Au-delà des soldats qui lançaient toujours leurs gaz lacrymogènes et tiraient des balles de petit calibre sur les adolescents encagoulés, les travailleurs du Croissant-Rouge étaient rassemblés dans la même cour utilisée précédemment pour les prières communes. Les esprits étaient excités et on distribuait des crèmes glacées parmi les hommes âgés et les enfants qui jouaient aux échecs en plein chaos, quand une fissure distincte ébranla l’air, alourdi de fumée et de gaz lacrymogène. Les soldats s’était mis à utiliser des munitions à grande vitesse.

En un instant, des cris retentirent parmi les personnes présentes et une marée orange fluo, s’éloignant des endroits sûrs, se précipita vers le bruit. Traversant des monticules de terre et de roche, les hommes portaient une silhouette grise et molle. C’était Mohammad, dont la mère avait distribué du jus d’orange à des étrangers et les avait abrités dans sa maison quelques instants plus tôt à peine.


Une exécution

L’adolescent sans arme avait reçu une balle dans la tête depuis le porche d’une maison située à moins de vingt mètres de là. Une mare de sang et une partie de son crâne indiquaient qu’au moment de sa mort, Mohammad avait été séparé de la majorité des jeunes lançant vers les soldats des « pierres qui menaçaient leur vie », pour reprendre les termes de l’armée israélienne.

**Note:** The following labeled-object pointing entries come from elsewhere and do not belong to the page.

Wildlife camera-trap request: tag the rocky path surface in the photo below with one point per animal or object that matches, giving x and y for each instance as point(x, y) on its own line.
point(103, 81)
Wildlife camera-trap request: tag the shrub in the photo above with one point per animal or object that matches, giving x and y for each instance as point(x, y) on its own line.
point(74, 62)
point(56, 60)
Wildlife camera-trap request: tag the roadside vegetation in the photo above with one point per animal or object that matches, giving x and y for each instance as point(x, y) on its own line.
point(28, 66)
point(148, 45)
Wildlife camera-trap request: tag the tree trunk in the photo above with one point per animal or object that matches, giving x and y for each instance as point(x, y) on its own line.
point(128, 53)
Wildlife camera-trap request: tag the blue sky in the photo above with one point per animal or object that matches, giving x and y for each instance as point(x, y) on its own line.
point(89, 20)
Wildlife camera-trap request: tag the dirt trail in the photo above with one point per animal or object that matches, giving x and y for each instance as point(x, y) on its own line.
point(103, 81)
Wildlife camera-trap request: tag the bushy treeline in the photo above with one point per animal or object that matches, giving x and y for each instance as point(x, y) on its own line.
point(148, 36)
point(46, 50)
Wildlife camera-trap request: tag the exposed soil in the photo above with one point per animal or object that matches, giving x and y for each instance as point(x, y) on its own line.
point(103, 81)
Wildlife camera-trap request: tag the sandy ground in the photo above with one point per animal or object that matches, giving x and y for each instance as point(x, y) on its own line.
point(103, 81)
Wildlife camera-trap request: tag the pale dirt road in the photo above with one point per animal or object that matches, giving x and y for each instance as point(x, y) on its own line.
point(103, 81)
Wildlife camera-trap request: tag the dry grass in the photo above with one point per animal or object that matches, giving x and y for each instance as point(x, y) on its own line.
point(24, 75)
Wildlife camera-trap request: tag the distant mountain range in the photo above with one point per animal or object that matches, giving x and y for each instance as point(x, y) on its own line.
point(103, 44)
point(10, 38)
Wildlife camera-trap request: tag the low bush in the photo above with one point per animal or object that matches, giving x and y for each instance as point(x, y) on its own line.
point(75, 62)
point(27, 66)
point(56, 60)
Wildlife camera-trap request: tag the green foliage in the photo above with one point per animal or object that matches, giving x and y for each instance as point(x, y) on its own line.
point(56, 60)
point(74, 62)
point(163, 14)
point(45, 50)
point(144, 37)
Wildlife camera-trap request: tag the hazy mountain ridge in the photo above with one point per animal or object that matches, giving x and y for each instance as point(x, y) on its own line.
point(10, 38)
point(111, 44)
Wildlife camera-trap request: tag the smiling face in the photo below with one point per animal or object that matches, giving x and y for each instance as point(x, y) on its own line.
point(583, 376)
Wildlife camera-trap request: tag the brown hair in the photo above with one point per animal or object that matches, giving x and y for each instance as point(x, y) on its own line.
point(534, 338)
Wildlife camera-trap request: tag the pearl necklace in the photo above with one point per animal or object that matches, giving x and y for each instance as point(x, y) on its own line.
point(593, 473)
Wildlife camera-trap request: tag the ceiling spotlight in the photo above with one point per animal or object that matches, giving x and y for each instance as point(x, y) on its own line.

Au moment où on le transportait en lieu sûr, il était impossible d’ignorer l’absence de couleur sur son visage, son expression paisible contrastant avec la grosse tache rouge sur le côté droit de sa tête, preuve que, lorsque le soldat de l’occupation l’avait touché à la tête, il regardait dans une autre direction.

Il est difficile d’imaginer comment la mort de Mohammad pourrait être interprétée autrement que comme une exécution. Il fut déclaré mort dès son arrivée à l’hôpital mais, en réalité, quand son beau-père s’agenouilla près de lui pour lui serrer la main, la vérité était déjà douloureusement évidente.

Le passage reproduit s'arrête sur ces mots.